Most current EVs have a 400-volt architecture
Going from 400-volt to 800-volt allows to almost double the charging speed
Lexus says only its EVs with 100 kWh or bigger batteries will run on 800-volts
Lexus is about to introduce its first electric vehicle in America but it has already confirmed improvements to its future models.
Toyota’s luxury brand is about to introduce the RZ 450e, an electric compact SUV that will be its first fully electric model despite the brand having pioneered hybrid powertrains in the premium segment.
This upcoming model will use a 400-volt architecture like most other electric vehicles on the market but Lexus is not resting on their laurels.
Indeed, some automakers have already adopted an 800-volt architecture and it seems this is where the industry is headed. In order to be ahead of the curve, Lexus said it has already finalised the engineering of an 800-volt architecture for use in some of its future EVs.

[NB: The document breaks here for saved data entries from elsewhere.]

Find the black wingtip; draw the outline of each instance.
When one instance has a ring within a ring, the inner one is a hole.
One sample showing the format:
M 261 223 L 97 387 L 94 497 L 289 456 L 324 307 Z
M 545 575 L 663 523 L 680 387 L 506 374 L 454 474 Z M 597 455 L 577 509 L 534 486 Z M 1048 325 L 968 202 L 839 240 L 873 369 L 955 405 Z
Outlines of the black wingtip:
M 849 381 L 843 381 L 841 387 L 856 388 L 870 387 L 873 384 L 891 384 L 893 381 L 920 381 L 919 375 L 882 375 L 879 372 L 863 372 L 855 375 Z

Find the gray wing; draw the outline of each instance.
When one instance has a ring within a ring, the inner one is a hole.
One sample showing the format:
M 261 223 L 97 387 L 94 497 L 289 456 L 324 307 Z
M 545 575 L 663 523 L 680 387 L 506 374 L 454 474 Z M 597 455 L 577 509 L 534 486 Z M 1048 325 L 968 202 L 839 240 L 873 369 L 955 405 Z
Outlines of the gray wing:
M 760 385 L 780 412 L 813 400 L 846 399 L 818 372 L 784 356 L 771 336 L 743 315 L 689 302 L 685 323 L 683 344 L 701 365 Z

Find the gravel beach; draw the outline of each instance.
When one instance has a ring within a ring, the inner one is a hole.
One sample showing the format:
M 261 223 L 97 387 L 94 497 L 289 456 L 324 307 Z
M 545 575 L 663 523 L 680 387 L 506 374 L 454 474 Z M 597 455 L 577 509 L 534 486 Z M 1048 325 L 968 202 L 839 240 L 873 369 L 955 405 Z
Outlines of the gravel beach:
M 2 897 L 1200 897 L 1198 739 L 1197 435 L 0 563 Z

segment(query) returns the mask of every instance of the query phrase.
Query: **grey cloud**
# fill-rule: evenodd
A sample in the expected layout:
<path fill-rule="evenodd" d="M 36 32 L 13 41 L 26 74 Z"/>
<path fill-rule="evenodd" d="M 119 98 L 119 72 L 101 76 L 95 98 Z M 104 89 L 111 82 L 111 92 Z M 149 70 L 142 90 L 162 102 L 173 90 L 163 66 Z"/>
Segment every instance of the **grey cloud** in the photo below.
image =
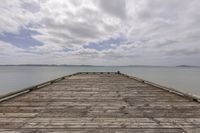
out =
<path fill-rule="evenodd" d="M 22 8 L 26 0 L 2 2 L 0 34 L 37 25 L 33 30 L 40 34 L 33 37 L 43 45 L 33 46 L 30 53 L 35 53 L 40 61 L 41 56 L 51 57 L 54 61 L 59 58 L 63 63 L 65 57 L 70 57 L 69 62 L 74 58 L 75 62 L 81 62 L 83 58 L 92 60 L 95 57 L 96 62 L 111 59 L 115 64 L 120 63 L 115 61 L 117 59 L 125 59 L 127 62 L 123 60 L 123 63 L 127 64 L 130 61 L 163 63 L 162 59 L 166 59 L 167 64 L 175 58 L 200 55 L 199 0 L 33 1 L 36 5 L 41 4 L 40 10 L 35 12 L 34 5 Z M 101 51 L 84 47 L 119 34 L 127 41 L 115 47 Z M 12 48 L 7 46 L 8 51 Z M 14 53 L 17 55 L 19 51 Z"/>
<path fill-rule="evenodd" d="M 191 55 L 199 55 L 200 49 L 174 49 L 166 51 L 165 53 L 168 56 L 191 56 Z"/>
<path fill-rule="evenodd" d="M 16 46 L 13 46 L 10 43 L 7 42 L 3 42 L 0 40 L 0 54 L 2 55 L 15 55 L 17 54 L 21 54 L 25 52 L 24 49 L 18 48 Z"/>
<path fill-rule="evenodd" d="M 79 49 L 72 54 L 79 58 L 94 58 L 99 56 L 98 52 L 92 49 Z"/>
<path fill-rule="evenodd" d="M 70 18 L 64 19 L 63 22 L 56 22 L 54 17 L 45 17 L 42 19 L 42 24 L 46 29 L 57 30 L 57 32 L 61 32 L 64 37 L 76 37 L 76 38 L 97 38 L 104 34 L 104 31 L 99 30 L 99 26 L 103 23 L 99 24 L 96 21 L 92 21 L 90 19 L 84 20 L 85 22 L 78 22 L 76 19 Z M 104 25 L 102 25 L 104 26 Z M 103 28 L 103 27 L 102 27 Z M 106 34 L 106 33 L 105 33 Z"/>
<path fill-rule="evenodd" d="M 48 45 L 48 42 L 76 49 L 77 46 L 99 42 L 118 34 L 118 24 L 105 22 L 107 18 L 95 8 L 83 6 L 77 8 L 76 12 L 72 12 L 65 8 L 66 5 L 62 7 L 61 4 L 60 6 L 63 8 L 63 12 L 60 10 L 55 10 L 52 14 L 50 14 L 51 11 L 47 11 L 47 14 L 42 12 L 39 21 L 41 27 L 35 29 L 40 35 L 36 35 L 34 38 L 46 42 L 44 45 Z M 41 11 L 43 10 L 45 9 Z M 60 16 L 61 18 L 58 19 Z"/>
<path fill-rule="evenodd" d="M 99 0 L 99 6 L 110 15 L 114 15 L 120 19 L 126 19 L 125 0 Z"/>
<path fill-rule="evenodd" d="M 176 20 L 182 13 L 187 11 L 187 7 L 192 2 L 190 0 L 145 0 L 145 3 L 138 11 L 138 16 L 143 20 L 147 19 L 167 19 Z"/>
<path fill-rule="evenodd" d="M 97 26 L 88 23 L 74 23 L 72 26 L 69 25 L 68 30 L 75 36 L 82 38 L 96 38 L 101 34 Z"/>
<path fill-rule="evenodd" d="M 32 13 L 36 13 L 40 11 L 40 5 L 33 1 L 22 3 L 21 7 Z"/>
<path fill-rule="evenodd" d="M 53 21 L 53 20 L 52 20 Z M 88 23 L 79 23 L 79 22 L 69 22 L 66 20 L 63 24 L 53 24 L 45 23 L 46 28 L 52 28 L 58 31 L 65 31 L 66 37 L 75 36 L 79 38 L 96 38 L 101 33 L 98 31 L 98 27 L 95 25 L 90 25 Z"/>
<path fill-rule="evenodd" d="M 51 41 L 54 43 L 59 43 L 59 44 L 68 44 L 70 47 L 72 45 L 79 45 L 79 44 L 84 44 L 86 41 L 79 39 L 79 38 L 74 38 L 73 36 L 70 36 L 66 32 L 62 31 L 48 31 L 48 34 L 52 36 Z M 55 41 L 54 41 L 55 40 Z"/>
<path fill-rule="evenodd" d="M 170 46 L 173 44 L 176 44 L 178 41 L 176 40 L 161 40 L 159 42 L 157 42 L 154 47 L 155 48 L 162 48 L 162 47 L 166 47 L 166 46 Z"/>
<path fill-rule="evenodd" d="M 113 58 L 113 59 L 121 59 L 121 58 L 138 58 L 141 57 L 139 54 L 135 53 L 120 53 L 116 51 L 104 51 L 103 52 L 103 57 L 104 58 Z"/>

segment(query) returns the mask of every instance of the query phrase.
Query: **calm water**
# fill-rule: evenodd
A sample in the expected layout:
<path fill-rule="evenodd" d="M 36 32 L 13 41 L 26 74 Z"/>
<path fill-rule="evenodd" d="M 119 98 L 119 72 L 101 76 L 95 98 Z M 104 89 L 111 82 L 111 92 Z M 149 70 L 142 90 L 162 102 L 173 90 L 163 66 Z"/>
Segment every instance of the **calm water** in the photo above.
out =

Currently, only the Porsche Taycan, the Audi e-Tron GT, the Hyundai Ioniq 5 and the Kia EV6 are running 800-volt systems.
The advantage of using a higher voltage is the capability to charge the battery at a much faster rate. This is why the previously named models are capable of charging almost twice as fast as their competition when using a fast-charging station.
Lexus does not intend to have all of its EVs using an 800-volt system however, since it said the increased charging speed would not be sufficient to justify the higher cost it would incur in vehicles equipped with smaller batteries.
The changeover point in terms of battery size will be around 100 kWh according to the automaker, which means that compact cars with batteries in the 80 kWh range will remain at 400-volts while larger vehicles using batteries larger than 100 kWh will benefit from the 800-volt architecture.
To base its calculations, Lexus is using a 150-kW charging speed, which is the maximum that can be achieved with most fast chargers in North America.
Lexus is not the only automaker to believe smaller vehicles don’t need the faster charging, since Tesla has already expressed that its Model 3 and Model Y will remain at 400-volts even if the company develops an 800-volt architecture to use in other models, such as the Cybertruck and the Semi.